Voici, de façon concrète, les principaux blocages qui freinent le développement du ferroutage :

  • Déficit de compétitivité face à la route
  • Retards et manque de fiabilité des sillons ferroviaires
  • Fragmentation du marché et multiplicité des acteurs
  • Tarification inadaptée et surcoût du transbordement

Dans ce contexte, le ferroutage promet beaucoup mais se heurte encore aux réalités du terrain. Les annonces d’investissements massifs rassurent, certes, mais rien ne changera sans une volonté continue de lever ces obstacles. C’est à ce prix que le rail pourra enfin sortir de sa marginalité dans le transport de marchandises.

Des innovations et projets qui changent la donne pour la logistique

La logistique française connaît une transformation rapide grâce à de nouvelles solutions techniques et à l’essor du transport combiné. La digitalisation s’impose, avec l’arrivée progressive de l’e-CMR et la mise en œuvre du règlement (UE) 2025/258. Résultat : la gestion documentaire s’allège, les délais se réduisent, et la circulation des données entre rail et route devient plus fluide. Sous la pression du e-commerce et d’exigences de rapidité, les entreprises investissent dans de nouveaux terminaux rail/route capables de charger des camions entiers sur des trains.

La capacité à manipuler efficacement conteneurs et caisses mobiles devient un enjeu central. Des groupes comme Fret SNCF multiplient les essais sur les corridors TEN-T afin d’améliorer la qualité de service, d’étendre les horaires et de garantir la ponctualité sur les axes stratégiques. Ces efforts, soutenus par l’aide financière de la Commission Européenne, visent à rendre le ferroutage plus attractif et mieux armé face à la concurrence du tout-camion.

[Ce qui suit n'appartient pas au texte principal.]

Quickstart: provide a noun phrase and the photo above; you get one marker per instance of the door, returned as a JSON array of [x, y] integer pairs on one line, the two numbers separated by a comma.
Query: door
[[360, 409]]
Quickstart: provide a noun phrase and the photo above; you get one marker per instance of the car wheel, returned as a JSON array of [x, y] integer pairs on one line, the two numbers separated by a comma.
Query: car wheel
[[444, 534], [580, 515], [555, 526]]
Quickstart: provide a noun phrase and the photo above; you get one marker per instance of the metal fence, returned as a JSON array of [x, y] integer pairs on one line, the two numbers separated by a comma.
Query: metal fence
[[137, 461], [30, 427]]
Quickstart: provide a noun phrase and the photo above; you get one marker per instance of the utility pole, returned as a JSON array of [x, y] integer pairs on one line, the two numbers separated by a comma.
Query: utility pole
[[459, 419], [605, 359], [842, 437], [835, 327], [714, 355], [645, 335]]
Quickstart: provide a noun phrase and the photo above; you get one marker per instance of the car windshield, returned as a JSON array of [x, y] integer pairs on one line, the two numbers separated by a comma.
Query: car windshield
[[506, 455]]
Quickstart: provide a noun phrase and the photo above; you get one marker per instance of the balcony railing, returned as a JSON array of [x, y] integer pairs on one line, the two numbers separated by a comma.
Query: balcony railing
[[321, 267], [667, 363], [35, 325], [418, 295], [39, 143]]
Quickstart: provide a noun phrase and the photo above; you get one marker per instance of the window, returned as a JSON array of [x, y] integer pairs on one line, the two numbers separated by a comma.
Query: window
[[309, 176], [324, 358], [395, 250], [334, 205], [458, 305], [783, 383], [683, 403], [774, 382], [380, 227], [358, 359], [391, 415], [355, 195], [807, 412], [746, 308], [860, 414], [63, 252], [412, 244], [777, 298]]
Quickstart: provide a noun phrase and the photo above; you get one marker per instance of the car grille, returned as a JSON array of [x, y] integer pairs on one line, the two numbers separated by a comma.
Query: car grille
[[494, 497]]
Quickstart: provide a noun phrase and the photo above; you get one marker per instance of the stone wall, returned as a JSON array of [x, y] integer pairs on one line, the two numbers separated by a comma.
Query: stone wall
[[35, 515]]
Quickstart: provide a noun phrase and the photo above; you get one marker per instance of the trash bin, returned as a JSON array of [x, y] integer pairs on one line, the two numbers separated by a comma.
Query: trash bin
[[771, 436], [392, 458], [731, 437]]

Des projets pilotes émergent, et la France accélère le développement des autoroutes ferroviaires. Sur l’axe France-Italie, ou encore du côté de l’Atlantique, ces initiatives entendent transférer massivement le transport de marchandises de la route vers le rail, avec à la clé une forte réduction des émissions de gaz à effet de serre. La création d’un réseau de transport combiné ferroutage performant répond non seulement à la demande écologique, mais aussi à la nécessité de bâtir une logistique plus robuste.

Jeune femme professionnelle analysant une carte digitale

Le ferroutage, un pilier d’avenir pour un transport plus durable

Peu à peu, le ferroutage s’impose comme une solution concrète pour avancer vers un transport de marchandises à faible émission carbone. Face aux exigences européennes du Green Deal et de la Commission Européenne, la France accélère le report modal route-rail. Même les chargeurs longtemps hésitants se laissent convaincre, séduits par la sécurité, la régularité et la promesse d’une baisse des gaz à effet de serre offerte par l’autoroute ferroviaire.

Vers une logistique verte et compétitive

Voici quelques apports tangibles du ferroutage pour la logistique :

  • Moins d’émissions : le train rejette jusqu’à neuf fois moins de CO₂ par tonne transportée que le camion.
  • Capacité accrue : un convoi ferroviaire équivaut à cinquante camions, ce qui allège la circulation sur les grands axes.
  • Fiabilité renforcée : avec la régularité soutenue par SNCF Réseau, la ponctualité devient un argument de poids pour les entreprises.

La multiplication des autoroutes ferroviaires, appuyée par des fonds européens, simplifie le transport de camions entiers par train sur de longues distances. Les transporteurs routiers s’adaptent, faisant évoluer leur modèle pour intégrer le transport combiné. La logistique verte s’organise, portée par le double impératif de souveraineté industrielle et de responsabilité environnementale, deux attentes désormais partagées par les clients comme par les citoyens. La France a planté les graines d’une mobilité marchande plus responsable ; reste à voir jusqu’où le rail saura pousser ses avantages face à la route.